Was out at the antique shop last week, and found this beaut. Its a old Plumb Victory, it relatively good shape. Its a 3 lb head. Im going to TRY and cut all my wood for this season by hand. If anybody has more info on this, feel free to let me know!
Was out at the antique shop last week, and found this beaut. Its a old Plumb Victory, it relatively good shape. Its a 3 lb head. Im going to TRY and cut all my wood for this season by hand. If anybody has more info on this, feel free to let me know!
I got two of those old axe heads in the celler but I guess the only workout I am going to get is pushing the handle on the splitter. they are nice axe heads though.
30x8 Leader revolution, wood fired blower, steamaway/hood. 903 taps all but 54 on pipeline and 3 vacuum systems. Hauling sap this year with a 99 F350 7.3 diesel dump and of course back up is the Honda 450 and trailer.
Sam,
Nice find! It looks like Michigan pattern axe head. The old ones have better steel in them than the modern imported ones do. When you re-handle the axe head, you should consider removing any varnish on the handle and applying a coat of boiled linseed oil. It won't raise a blister like varnish will.
Funny you say that John! I did the exact thing this morning. I hate the feel of that waxey varnish, but love the feel of the linseed oil. Used it today. The think takes an AMAZING edge, and split about 1/2 chord today. I love it. Not like the ones made today. Hard Hard steel.

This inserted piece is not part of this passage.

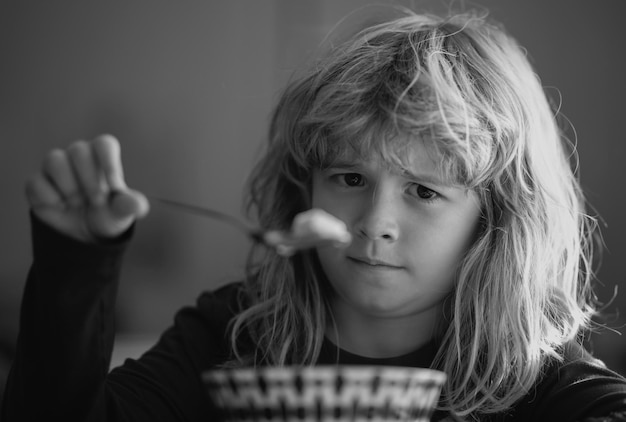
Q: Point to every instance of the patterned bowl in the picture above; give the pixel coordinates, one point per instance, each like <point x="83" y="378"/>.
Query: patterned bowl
<point x="325" y="393"/>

There's a guy on YouTube who does a lot of cool work on old axes (and homesteading, woodworking, metal fab, logging, etc). His user name is Wranglerstar. He has a video of restoring a Plumb axe and makes his own handles. Worth the time watching his videos. Does great work.
Looks like something Washington might have used on a cherry tree I love old tools.
There are a lot of pages about Plumb axes if you do a google search for "plumb axe history".. Here's one that came up in my search
http://www.yesteryearstools.com/Yest...umb%20Co..html
This article dates the mark in a rectangle as somewhere between 1917- 1980s. You can probably date it better than that if you can trace exactly when that particular mark was used. One site I looked at placed the victory slogan as used during WWII.
“A sap-run is the sweet good-bye of winter. It is the fruit of the equal marriage of the sun and frost.”~John Burroughs, "Signs and Seasons", 1886
backyard mapler since 2006 using anything to get the job done from wood stove to camp stove to even crockpots.
2012- moved up to a 2 pan block arch
2013- plan to add another hotel pan and shoot for 5-6 gallons
Thinking small is best for me so probably won't get any bigger.